I hold no particular brief for Harris, who’s been a senator for all of seven months. Frankly, to me, this presidential talk seems awfully premature. Yes, Barack Obama had served briefly; he was elected to the Senate in 2006 and started running for president the next year, whereas Harris would have three years under her belt. But Obama had electrified the political world with that convention speech back in 2004, and that night he showed obvious presidential potential. Harris asked some good questions in two Senate hearings, but I’m a little mystified as to why that gets her on presidential lists. She was shortlisted by some people before she was even elected.

She’s telegenic, a female of color, and sufficiently progressive — or is sufficient not sufficient enough for some Democrats?

As David Dayen pointed out in the New Republic in early 2016 as her Senate run was getting off the ground, she has a history of being overly cautious (uh, just like you-know-who), especially with regard to her decision not to prosecute Steve Mnuchin’s bank for foreclosure violations. The California attorney general’s office had found ample evidence of possible wrongdoing, but Harris declined to pursue the matter and hasn’t said why.

So she should say why, if she runs for president, and people can judge whether her response is adequate. That’s part of the scrutiny.

But these attacks have the feel of something else. They have the feel of a group of people, most or all of them Bernie Sanders supporters, itching to refight 2016 and demand a level of purity that lo and behold only one candidate can possibly attain.

Corn, popped.

SPRINGTIME FOR LENIN: The New York Times “finds something else to love about Vladimir Lenin: He enjoyed camping,” Twitchy notes, linking to a tweet of theirs plugging their pro-Lenin hagiography that actually reads, “What Lenin’s love of camping and hiking did for nature conservation in Russia.”

Because if there’s one thing that the Soviet Union was known for, it was nature conservation. Not to mention, human conservation.

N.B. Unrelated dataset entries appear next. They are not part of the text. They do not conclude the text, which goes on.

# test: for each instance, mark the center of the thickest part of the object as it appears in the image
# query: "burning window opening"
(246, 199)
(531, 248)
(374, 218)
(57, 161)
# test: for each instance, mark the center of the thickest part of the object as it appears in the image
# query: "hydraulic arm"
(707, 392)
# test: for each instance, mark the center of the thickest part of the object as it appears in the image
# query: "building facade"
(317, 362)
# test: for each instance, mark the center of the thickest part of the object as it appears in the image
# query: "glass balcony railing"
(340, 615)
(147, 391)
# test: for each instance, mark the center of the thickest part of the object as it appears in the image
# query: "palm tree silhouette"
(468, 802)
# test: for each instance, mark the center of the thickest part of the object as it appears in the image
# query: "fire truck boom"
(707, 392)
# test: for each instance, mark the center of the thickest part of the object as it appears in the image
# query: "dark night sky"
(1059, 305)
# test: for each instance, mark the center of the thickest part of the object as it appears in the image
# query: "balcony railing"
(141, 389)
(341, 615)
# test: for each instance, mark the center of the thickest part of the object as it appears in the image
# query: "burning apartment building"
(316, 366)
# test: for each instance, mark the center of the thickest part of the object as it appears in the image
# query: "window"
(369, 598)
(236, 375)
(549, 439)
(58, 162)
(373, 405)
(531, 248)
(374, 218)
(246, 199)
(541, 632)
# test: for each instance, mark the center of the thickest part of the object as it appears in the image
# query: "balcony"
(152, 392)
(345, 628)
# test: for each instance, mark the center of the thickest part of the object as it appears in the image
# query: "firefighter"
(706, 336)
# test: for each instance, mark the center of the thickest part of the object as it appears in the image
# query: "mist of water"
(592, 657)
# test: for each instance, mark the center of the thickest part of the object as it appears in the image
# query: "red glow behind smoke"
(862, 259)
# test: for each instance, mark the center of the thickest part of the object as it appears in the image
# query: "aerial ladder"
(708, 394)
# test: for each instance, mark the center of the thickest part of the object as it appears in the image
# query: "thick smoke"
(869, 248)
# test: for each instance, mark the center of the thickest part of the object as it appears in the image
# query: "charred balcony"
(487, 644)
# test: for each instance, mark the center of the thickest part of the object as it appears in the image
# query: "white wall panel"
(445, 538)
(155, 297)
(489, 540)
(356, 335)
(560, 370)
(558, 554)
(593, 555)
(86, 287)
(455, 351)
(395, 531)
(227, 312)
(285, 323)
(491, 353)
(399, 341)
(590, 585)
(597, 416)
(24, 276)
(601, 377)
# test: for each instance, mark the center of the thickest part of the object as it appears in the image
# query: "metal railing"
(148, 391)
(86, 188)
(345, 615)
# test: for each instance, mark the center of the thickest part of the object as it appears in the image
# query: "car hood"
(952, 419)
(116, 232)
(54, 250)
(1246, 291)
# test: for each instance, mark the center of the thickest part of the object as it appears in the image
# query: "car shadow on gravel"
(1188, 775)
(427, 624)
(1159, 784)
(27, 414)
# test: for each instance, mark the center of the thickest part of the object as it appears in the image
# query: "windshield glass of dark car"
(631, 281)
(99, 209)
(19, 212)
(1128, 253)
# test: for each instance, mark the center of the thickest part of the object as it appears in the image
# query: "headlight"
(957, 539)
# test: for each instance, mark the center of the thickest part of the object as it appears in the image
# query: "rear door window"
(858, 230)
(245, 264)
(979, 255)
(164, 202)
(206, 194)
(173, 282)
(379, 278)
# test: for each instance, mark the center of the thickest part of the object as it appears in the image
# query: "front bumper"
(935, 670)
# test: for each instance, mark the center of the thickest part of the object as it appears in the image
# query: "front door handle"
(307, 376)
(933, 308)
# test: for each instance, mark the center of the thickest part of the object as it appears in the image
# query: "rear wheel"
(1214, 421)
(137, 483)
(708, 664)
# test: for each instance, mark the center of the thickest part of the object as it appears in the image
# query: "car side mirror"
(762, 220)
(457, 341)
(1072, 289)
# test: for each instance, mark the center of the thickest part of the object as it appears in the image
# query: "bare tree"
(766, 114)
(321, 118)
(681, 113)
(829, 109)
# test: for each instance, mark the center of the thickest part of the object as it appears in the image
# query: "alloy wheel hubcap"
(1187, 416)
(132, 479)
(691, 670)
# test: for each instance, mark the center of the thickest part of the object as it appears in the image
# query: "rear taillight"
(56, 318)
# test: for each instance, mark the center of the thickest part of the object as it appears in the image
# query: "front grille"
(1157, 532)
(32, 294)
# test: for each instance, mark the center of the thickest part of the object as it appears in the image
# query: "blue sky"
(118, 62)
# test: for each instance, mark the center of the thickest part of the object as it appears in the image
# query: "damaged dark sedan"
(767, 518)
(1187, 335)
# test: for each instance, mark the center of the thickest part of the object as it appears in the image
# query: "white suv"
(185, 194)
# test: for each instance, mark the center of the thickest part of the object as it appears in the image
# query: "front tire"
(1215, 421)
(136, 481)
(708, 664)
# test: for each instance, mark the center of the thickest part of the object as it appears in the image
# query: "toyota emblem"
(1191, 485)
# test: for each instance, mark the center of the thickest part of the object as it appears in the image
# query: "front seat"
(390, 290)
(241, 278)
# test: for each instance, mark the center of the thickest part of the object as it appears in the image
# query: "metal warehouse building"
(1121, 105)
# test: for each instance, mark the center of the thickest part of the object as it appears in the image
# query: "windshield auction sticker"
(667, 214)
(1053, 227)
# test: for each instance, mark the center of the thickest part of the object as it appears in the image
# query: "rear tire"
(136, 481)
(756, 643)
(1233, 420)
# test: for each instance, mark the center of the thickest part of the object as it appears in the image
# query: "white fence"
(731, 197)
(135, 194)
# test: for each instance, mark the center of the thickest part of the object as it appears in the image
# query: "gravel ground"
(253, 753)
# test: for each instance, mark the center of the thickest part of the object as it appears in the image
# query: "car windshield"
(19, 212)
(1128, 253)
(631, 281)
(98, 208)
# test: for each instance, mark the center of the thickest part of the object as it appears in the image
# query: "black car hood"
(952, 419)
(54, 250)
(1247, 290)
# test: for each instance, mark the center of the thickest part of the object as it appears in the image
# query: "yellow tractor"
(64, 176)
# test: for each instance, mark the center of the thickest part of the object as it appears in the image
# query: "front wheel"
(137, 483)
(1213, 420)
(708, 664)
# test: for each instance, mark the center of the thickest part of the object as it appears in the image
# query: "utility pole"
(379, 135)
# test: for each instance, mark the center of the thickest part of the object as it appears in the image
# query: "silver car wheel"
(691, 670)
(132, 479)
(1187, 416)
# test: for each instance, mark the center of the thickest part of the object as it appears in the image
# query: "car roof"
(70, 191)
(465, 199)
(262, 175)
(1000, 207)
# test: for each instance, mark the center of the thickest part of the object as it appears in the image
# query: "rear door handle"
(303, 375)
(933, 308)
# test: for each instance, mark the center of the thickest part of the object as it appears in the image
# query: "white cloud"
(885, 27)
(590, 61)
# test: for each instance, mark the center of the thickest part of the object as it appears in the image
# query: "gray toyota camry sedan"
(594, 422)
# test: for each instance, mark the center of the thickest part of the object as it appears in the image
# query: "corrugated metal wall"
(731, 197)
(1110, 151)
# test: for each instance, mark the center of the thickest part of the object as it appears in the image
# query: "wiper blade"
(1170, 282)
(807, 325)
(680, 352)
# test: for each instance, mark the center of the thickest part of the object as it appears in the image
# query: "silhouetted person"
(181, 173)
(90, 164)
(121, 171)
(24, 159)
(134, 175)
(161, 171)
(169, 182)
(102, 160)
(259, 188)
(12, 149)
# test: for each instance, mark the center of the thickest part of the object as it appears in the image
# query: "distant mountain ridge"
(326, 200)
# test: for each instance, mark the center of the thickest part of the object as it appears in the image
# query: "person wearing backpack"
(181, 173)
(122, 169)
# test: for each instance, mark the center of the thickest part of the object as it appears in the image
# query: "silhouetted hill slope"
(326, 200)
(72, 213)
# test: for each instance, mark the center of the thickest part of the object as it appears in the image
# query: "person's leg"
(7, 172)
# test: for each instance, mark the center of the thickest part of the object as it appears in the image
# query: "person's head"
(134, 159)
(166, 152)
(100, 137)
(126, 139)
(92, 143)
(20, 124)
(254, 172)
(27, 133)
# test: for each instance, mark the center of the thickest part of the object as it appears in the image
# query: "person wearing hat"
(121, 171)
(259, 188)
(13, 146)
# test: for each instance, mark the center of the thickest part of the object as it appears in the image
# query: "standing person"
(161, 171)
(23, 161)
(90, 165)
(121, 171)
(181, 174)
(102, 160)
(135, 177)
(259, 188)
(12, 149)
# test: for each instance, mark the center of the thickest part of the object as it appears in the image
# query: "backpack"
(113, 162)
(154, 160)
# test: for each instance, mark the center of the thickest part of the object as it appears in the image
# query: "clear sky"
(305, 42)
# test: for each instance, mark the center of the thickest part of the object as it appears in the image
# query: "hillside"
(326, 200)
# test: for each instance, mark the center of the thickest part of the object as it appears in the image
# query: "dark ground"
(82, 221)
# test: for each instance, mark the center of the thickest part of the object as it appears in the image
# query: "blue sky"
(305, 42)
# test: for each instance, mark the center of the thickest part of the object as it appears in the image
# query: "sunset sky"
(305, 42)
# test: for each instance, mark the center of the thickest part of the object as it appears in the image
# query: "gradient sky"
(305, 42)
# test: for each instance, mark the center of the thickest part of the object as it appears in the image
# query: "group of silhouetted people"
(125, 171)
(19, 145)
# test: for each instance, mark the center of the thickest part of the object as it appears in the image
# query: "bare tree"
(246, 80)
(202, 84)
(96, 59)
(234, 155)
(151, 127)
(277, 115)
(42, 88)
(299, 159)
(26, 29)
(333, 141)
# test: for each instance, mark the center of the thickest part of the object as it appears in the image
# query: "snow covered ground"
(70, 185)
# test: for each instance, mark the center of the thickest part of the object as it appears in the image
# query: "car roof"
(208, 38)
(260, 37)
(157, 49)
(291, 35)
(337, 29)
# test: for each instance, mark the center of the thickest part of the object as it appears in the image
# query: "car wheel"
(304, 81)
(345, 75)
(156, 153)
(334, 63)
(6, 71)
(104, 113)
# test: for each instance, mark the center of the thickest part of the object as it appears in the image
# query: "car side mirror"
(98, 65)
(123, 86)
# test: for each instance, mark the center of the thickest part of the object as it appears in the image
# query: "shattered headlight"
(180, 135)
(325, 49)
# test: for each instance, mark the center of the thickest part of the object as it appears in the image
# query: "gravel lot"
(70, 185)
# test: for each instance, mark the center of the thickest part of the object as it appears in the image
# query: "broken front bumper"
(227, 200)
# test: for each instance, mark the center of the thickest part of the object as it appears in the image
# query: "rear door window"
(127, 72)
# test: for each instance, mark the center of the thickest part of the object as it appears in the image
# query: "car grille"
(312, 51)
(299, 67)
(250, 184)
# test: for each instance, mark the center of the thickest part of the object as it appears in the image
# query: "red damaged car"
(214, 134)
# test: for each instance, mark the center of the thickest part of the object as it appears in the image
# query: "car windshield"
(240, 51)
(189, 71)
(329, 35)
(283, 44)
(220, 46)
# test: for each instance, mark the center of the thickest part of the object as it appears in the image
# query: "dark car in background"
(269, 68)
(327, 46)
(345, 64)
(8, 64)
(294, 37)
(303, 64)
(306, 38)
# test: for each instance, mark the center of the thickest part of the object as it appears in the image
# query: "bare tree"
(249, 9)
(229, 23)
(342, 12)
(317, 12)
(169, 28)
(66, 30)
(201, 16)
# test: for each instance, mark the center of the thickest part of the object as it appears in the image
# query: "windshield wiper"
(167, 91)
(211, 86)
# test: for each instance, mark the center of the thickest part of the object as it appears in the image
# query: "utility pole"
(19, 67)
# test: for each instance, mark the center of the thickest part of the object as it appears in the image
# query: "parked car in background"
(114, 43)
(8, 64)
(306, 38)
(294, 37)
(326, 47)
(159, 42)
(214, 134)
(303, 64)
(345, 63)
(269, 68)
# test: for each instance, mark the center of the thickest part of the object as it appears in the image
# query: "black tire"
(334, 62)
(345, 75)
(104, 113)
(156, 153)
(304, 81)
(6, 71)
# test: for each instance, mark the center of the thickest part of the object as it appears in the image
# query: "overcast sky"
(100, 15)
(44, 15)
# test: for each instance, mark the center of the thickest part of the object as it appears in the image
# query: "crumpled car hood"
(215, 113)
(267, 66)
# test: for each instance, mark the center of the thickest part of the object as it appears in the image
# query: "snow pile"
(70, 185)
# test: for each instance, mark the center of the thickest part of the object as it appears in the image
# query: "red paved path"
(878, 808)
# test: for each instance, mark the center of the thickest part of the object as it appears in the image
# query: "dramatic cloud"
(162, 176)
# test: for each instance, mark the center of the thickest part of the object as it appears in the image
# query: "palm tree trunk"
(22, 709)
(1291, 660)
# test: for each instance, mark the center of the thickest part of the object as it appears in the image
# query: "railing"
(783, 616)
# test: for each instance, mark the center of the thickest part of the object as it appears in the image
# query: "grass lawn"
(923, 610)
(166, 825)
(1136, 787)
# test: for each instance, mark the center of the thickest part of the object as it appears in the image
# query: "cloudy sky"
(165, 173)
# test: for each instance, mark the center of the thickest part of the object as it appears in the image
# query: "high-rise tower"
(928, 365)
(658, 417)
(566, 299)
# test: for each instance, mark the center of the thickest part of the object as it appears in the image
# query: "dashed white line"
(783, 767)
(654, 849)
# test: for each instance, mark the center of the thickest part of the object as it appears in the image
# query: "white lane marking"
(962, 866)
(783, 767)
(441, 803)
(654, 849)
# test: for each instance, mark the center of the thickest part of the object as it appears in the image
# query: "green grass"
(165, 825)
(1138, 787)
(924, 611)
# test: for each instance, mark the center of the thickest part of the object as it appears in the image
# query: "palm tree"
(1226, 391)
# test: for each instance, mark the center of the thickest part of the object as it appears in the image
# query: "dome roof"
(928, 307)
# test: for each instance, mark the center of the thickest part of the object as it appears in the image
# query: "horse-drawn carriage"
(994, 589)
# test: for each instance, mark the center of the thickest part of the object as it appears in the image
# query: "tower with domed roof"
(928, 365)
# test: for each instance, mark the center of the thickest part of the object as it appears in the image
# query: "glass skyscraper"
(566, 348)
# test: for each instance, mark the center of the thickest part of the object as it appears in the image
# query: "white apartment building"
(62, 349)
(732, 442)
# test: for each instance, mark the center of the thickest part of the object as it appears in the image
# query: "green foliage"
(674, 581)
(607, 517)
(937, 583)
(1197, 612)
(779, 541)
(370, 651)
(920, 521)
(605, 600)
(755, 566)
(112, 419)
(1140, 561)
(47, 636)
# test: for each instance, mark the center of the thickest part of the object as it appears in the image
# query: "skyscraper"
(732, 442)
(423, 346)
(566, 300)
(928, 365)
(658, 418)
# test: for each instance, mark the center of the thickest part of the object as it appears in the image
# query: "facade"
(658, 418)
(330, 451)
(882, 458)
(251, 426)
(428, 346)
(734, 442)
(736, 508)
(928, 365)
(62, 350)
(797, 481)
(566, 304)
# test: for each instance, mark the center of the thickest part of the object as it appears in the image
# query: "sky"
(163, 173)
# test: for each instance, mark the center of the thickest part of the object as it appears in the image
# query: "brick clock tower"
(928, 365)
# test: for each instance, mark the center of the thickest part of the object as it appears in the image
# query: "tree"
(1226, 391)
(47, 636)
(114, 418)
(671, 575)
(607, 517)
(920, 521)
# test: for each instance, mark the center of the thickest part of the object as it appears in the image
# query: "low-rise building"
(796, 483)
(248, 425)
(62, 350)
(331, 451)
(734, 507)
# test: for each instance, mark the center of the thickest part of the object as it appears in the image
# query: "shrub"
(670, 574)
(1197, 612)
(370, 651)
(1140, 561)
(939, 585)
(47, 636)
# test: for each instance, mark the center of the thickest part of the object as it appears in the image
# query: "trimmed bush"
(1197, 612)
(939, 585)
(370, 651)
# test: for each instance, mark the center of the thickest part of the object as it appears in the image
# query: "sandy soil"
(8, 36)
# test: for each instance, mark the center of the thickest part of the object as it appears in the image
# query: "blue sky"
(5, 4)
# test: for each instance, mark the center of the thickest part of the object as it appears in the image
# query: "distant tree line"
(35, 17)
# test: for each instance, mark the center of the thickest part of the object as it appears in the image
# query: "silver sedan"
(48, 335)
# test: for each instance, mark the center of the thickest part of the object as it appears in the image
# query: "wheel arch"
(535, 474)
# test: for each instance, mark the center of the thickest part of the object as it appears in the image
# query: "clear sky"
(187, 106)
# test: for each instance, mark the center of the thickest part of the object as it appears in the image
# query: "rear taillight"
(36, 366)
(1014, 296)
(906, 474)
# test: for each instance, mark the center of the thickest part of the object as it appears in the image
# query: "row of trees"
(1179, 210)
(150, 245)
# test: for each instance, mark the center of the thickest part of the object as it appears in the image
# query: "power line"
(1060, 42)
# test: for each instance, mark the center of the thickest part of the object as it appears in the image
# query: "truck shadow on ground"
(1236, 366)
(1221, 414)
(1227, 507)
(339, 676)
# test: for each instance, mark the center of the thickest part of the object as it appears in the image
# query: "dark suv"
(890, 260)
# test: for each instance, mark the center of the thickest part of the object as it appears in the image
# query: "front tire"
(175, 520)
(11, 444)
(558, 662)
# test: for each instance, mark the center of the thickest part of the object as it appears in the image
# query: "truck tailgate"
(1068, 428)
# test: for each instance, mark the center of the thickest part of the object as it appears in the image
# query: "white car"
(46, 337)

Exit quote, from the NRA’s Cam Edwards: “Find someone who loves you the way the New York Times loves Soviet Communism.”

LATE-STAGE SOCIALISM: Venezuela inches closer to default.

Inches?

The country, which is engulfed in crisis, owes $251 million to bondholders on Monday.

The payment comes after a weekend in which the attorney general was kicked out of office, a controversial legislature took power, and the military thwarted an alleged attack by a small paramilitary group.

Experts anticipate that Venezuela will make the payment to bondholders. But it has other payments coming due in the near future and could fall short on those if the economy continues to tailspin and the United States hits it with heavy sanctions.

“This model is broken, and default is inevitable,” says Siobhan Morden, an expert in Latin American bonds at Nomura Holdings. Oil “sanctions will probably arrive sooner and force default sooner.”

Meanwhile, “Chávez loyalists hold firm amid chaos.”

It’s an easy prediction to make, that the Left will portray Maduro as they eventually portrayed Stalin — the brute who betrayed the revolution of his noble predecessor.